Peretas mencuri PII karena berbagai alasan: untuk melakukan pencurian identitas, untuk pemerasan, atau untuk menjualnya di pasar gelap, di mana mereka dapat memperoleh hingga 1 USD per nomor jaminan sosial dan 2.000 USD per nomor paspor.
Peretas juga dapat menargetkan PII sebagai bagian dari serangan yang lebih besar: Mereka dapat menyandera PII dengan menggunakan ransomware atau mencuri PII untuk mengambil alih akun email para eksekutif untuk digunakan dalam penipuan phishing tombak dan penyusupan email bisnis (BEC).

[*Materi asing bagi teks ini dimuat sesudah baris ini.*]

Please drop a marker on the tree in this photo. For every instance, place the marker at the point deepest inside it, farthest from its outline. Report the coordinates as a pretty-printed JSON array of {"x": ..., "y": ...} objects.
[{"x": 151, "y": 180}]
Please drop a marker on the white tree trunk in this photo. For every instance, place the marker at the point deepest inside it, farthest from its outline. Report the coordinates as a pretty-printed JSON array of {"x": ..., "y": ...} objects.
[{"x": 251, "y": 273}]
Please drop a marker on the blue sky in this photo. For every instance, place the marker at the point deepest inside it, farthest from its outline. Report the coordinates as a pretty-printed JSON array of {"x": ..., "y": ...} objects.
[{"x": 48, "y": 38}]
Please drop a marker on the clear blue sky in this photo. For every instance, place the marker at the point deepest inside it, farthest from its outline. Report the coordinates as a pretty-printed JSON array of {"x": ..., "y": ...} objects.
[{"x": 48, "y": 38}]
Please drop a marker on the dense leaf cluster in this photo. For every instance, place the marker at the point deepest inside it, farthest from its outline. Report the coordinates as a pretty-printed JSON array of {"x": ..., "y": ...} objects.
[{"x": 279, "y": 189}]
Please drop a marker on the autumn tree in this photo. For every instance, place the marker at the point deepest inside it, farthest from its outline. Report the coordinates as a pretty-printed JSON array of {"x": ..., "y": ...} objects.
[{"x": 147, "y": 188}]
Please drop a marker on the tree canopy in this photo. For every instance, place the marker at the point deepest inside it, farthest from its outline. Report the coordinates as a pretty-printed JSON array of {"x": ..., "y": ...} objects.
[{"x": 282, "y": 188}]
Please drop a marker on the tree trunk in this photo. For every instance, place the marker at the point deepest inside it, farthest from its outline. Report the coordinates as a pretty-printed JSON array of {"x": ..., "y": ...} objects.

Penjahat siber sering menggunakan serangan rekayasa sosial untuk menipu korban yang tidak menaruh curiga agar rela menyerahkan PII, tetapi mereka juga dapat membelinya di dark web atau mendapatkan akses sebagai bagian dari pelanggaran data yang lebih besar. PII dapat dicuri secara fisik dengan rooting melalui sampah seseorang atau memata-matai mereka saat mereka menggunakan komputer.
Aktor jahat juga dapat memantau akun media sosial target, yang mana banyak orang tanpa sadar membagikan PII yang tidak sensitif setiap hari. Seiring waktu, penyerang dapat mengumpulkan informasi yang cukup untuk menyamar sebagai korban atau membobol akun mereka.

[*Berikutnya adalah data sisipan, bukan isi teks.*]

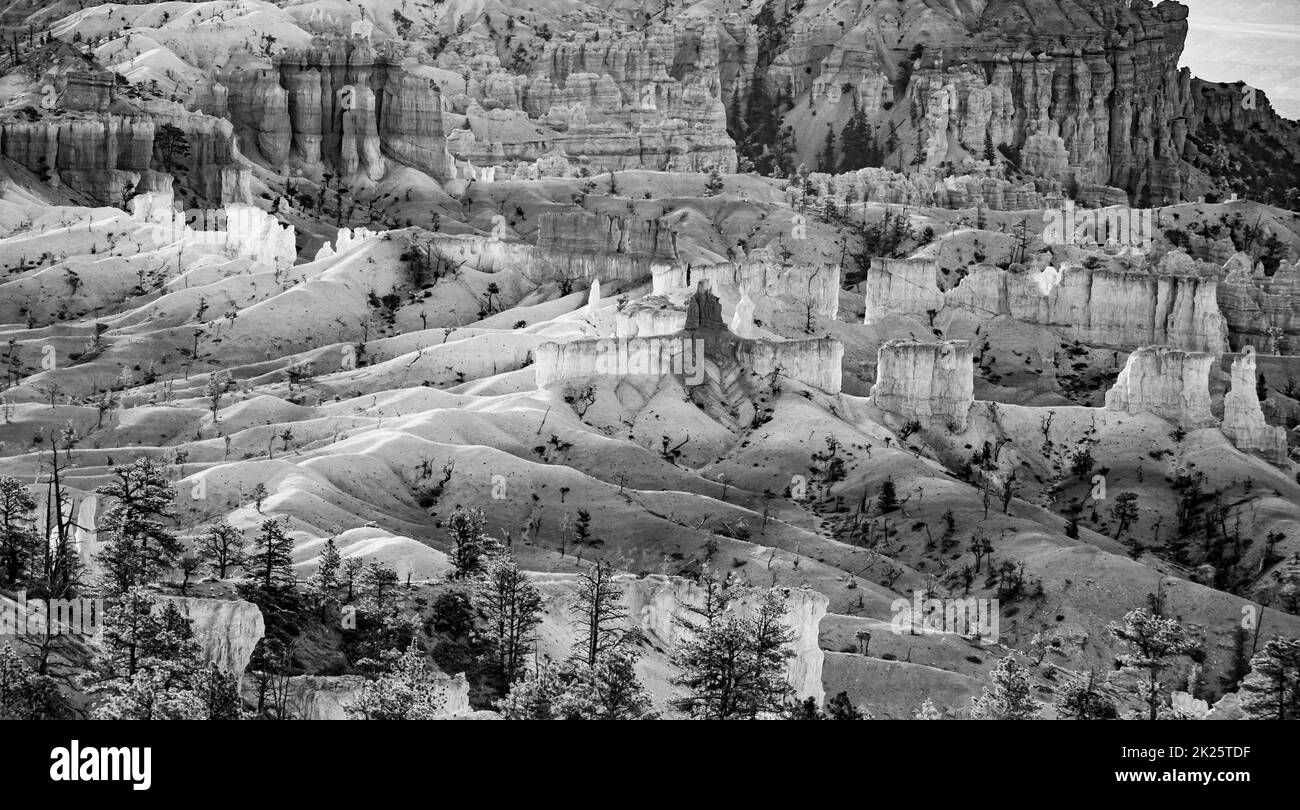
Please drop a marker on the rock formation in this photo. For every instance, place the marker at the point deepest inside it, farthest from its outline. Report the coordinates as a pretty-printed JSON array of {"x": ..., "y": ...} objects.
[
  {"x": 109, "y": 156},
  {"x": 338, "y": 105},
  {"x": 930, "y": 382},
  {"x": 1169, "y": 382},
  {"x": 1243, "y": 418},
  {"x": 226, "y": 629},
  {"x": 761, "y": 274}
]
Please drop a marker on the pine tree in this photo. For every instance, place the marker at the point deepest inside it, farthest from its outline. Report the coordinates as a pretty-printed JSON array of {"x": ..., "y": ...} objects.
[
  {"x": 512, "y": 607},
  {"x": 221, "y": 548},
  {"x": 18, "y": 538},
  {"x": 598, "y": 613},
  {"x": 141, "y": 548},
  {"x": 272, "y": 562},
  {"x": 1155, "y": 642},
  {"x": 714, "y": 182},
  {"x": 1009, "y": 696},
  {"x": 469, "y": 542}
]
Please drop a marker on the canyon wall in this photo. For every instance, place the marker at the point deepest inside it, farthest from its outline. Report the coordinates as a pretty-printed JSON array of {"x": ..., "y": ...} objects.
[
  {"x": 815, "y": 363},
  {"x": 108, "y": 156},
  {"x": 610, "y": 95},
  {"x": 339, "y": 105},
  {"x": 655, "y": 605},
  {"x": 489, "y": 255},
  {"x": 1169, "y": 382},
  {"x": 759, "y": 276},
  {"x": 226, "y": 629},
  {"x": 1243, "y": 418},
  {"x": 930, "y": 382},
  {"x": 1123, "y": 310}
]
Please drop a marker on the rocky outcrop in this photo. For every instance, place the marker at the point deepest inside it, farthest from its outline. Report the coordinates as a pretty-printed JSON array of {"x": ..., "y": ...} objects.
[
  {"x": 1243, "y": 418},
  {"x": 655, "y": 606},
  {"x": 541, "y": 265},
  {"x": 932, "y": 384},
  {"x": 1169, "y": 382},
  {"x": 761, "y": 274},
  {"x": 226, "y": 629},
  {"x": 338, "y": 105},
  {"x": 1262, "y": 311},
  {"x": 614, "y": 96},
  {"x": 107, "y": 156},
  {"x": 1100, "y": 307}
]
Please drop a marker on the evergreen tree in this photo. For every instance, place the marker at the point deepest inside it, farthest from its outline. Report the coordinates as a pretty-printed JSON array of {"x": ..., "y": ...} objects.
[
  {"x": 141, "y": 549},
  {"x": 272, "y": 562},
  {"x": 1272, "y": 691},
  {"x": 1009, "y": 696},
  {"x": 221, "y": 548},
  {"x": 18, "y": 538}
]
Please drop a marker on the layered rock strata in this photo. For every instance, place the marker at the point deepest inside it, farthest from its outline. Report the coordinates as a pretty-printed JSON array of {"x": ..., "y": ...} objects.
[
  {"x": 1243, "y": 418},
  {"x": 932, "y": 384}
]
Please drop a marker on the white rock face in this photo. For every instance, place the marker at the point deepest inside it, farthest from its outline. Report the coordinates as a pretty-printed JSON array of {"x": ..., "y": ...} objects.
[
  {"x": 902, "y": 286},
  {"x": 1169, "y": 382},
  {"x": 1125, "y": 310},
  {"x": 226, "y": 629},
  {"x": 654, "y": 606},
  {"x": 759, "y": 274},
  {"x": 325, "y": 697},
  {"x": 1243, "y": 418},
  {"x": 931, "y": 382}
]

Bagi organisasi, melindungi PII bisa jadi rumit. Pertumbuhan komputasi awan dan layanan SaaS berarti bahwa PII dapat disimpan dan diproses di beberapa lokasi, bukan di satu jaringan terpusat.

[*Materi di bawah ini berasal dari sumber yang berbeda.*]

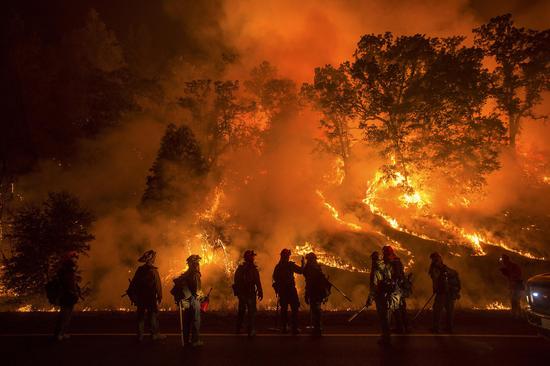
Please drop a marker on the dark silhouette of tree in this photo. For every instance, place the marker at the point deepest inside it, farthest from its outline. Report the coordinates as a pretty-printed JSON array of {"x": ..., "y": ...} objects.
[
  {"x": 419, "y": 101},
  {"x": 271, "y": 93},
  {"x": 219, "y": 116},
  {"x": 333, "y": 94},
  {"x": 39, "y": 237},
  {"x": 522, "y": 73},
  {"x": 176, "y": 178}
]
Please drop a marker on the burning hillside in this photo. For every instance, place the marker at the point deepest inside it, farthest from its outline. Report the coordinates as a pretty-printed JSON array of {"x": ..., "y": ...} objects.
[{"x": 426, "y": 142}]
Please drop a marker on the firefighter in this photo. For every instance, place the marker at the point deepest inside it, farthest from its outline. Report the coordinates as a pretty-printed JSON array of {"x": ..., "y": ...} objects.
[
  {"x": 446, "y": 286},
  {"x": 145, "y": 291},
  {"x": 317, "y": 291},
  {"x": 512, "y": 272},
  {"x": 401, "y": 285},
  {"x": 247, "y": 287},
  {"x": 285, "y": 289},
  {"x": 381, "y": 294},
  {"x": 68, "y": 293},
  {"x": 188, "y": 294}
]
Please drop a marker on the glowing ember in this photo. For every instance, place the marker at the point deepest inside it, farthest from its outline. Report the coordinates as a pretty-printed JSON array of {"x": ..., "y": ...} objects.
[
  {"x": 336, "y": 215},
  {"x": 327, "y": 259},
  {"x": 497, "y": 305}
]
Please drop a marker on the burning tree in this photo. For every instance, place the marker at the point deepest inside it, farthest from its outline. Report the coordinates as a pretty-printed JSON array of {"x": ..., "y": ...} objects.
[
  {"x": 332, "y": 92},
  {"x": 419, "y": 100},
  {"x": 40, "y": 236},
  {"x": 522, "y": 73},
  {"x": 177, "y": 175}
]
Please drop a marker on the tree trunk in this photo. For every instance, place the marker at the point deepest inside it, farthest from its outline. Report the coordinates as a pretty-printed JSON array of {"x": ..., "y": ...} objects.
[{"x": 513, "y": 129}]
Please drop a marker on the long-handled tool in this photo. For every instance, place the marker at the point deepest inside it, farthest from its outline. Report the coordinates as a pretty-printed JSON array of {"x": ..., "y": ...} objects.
[
  {"x": 181, "y": 324},
  {"x": 423, "y": 308},
  {"x": 340, "y": 291},
  {"x": 277, "y": 314},
  {"x": 357, "y": 313}
]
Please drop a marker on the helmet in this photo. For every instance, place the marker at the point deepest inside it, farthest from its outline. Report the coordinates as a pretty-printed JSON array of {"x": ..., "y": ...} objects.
[
  {"x": 311, "y": 256},
  {"x": 387, "y": 251},
  {"x": 147, "y": 256},
  {"x": 249, "y": 255},
  {"x": 69, "y": 256},
  {"x": 193, "y": 258},
  {"x": 285, "y": 253}
]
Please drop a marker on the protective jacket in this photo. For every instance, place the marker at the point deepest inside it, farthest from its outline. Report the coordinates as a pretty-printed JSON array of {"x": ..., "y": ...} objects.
[
  {"x": 187, "y": 286},
  {"x": 145, "y": 288},
  {"x": 283, "y": 277},
  {"x": 69, "y": 289},
  {"x": 317, "y": 285},
  {"x": 383, "y": 287},
  {"x": 247, "y": 281},
  {"x": 445, "y": 281}
]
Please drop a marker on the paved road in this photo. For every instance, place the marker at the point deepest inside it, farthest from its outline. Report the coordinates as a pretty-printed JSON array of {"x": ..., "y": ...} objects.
[
  {"x": 482, "y": 339},
  {"x": 332, "y": 350}
]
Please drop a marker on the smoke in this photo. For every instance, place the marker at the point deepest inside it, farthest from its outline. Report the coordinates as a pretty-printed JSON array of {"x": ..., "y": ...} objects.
[{"x": 272, "y": 198}]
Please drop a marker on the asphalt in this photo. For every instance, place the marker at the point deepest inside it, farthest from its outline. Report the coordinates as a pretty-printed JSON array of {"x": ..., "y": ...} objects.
[{"x": 480, "y": 338}]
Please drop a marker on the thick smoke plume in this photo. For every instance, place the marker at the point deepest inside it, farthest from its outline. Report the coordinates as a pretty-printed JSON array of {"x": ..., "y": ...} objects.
[{"x": 280, "y": 198}]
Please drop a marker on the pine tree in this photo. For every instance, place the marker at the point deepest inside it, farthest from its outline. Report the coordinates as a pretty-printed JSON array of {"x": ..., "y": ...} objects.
[{"x": 176, "y": 178}]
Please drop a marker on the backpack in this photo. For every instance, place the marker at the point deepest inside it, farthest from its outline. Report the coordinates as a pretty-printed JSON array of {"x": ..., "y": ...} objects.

Menurut laporan dari ESG, jumlah data sensitif yang disimpan di cloud publik diperkirakan akan berlipat ganda pada tahun 2024, dan lebih dari separuh organisasi meyakini bahwa data ini tidak cukup aman.
Untuk melindungi PII, organisasi biasanya membuat kerangka kerja privasi data. Kerangka kerja ini dapat memiliki bentuk yang berbeda tergantung pada organisasinya, PII yang dikumpulkannya, dan peraturan privasi data yang harus dipatuhi. Sebagai contoh, Institut Standar dan Teknologi Nasional menyediakan kerangka kerja sampel ini:
1. Mengidentifikasi semua PII dalam sistem organisasi.
2. Meminimalkan pengumpulan dan penggunaan PII, dan secara teratur membuang PII yang tidak lagi diperlukan.
3. Mengkategorikan PII menurut tingkat sensitivitas.
4. Menerapkan kontrol keamanan data. Contoh kontrol dapat mencakup:
- Enkripsi: Mengenkripsi PII saat transit, saat istirahat, dan saat digunakan melalui enkripsi homomorfis atau komputasi rahasia dapat membantu menjaga PII tetap aman dan patuh di mana pun PII tersebut disimpan atau ditangani.
- Manajemen identitas dan akses (IAM): Autentikasi dua faktor atau multifaktor dapat menempatkan lebih banyak penghalang antara peretas dan data sensitif. Demikian pula, menegakkan prinsip hak istimewa yang paling sedikit melalui arsitektur zero trust dan kontrol akses berbasis peran (RBAC) dapat membatasi jumlah yang dapat diakses oleh peretas PII jika mereka berhasil membobol jaringan.
- Pelatihan: Karyawan belajar cara menangani dan membuang PII dengan benar. Para karyawan juga belajar bagaimana melindungi PII mereka sendiri. Pelatihan ini mencakup bidang-bidang seperti anti-phishing, rekayasa sosial, dan kesadaran media sosial.
- Anonimisasi: Anonimisasi data adalah proses menghapus karakteristik identifikasi data sensitif. Teknik anonimisasi yang umum termasuk menghapus pengidentifikasi dari data, menggabungkan data, atau menambahkan kebisingan secara strategis ke data.
- Alat keamanan siber: Alat pencegahan kehilangan data (DLP) dapat membantu melacak data saat bergerak di seluruh jaringan, sehingga lebih mudah mendeteksi kebocoran dan pelanggaran. Solusi keamanan siber lainnya yang menawarkan tampilan aktivitas tingkat tinggi di jaringan—seperti alat deteksi dan respons yang diperluas (XDR)—juga dapat membantu dalam melacak penggunaan dan penyalahgunaan PII.
5. Menyusun rencana respons insiden terhadap kebocoran dan pelanggaran PII.
Perlu dicatat bahwa NIST dan pakar privasi data lainnya sering kali merekomendasikan untuk menerapkan kontrol yang berbeda pada kumpulan data yang berbeda berdasarkan seberapa sensitif data tersebut. Menggunakan kontrol ketat untuk data yang tidak sensitif mungkin rumit dan tidak hemat biaya.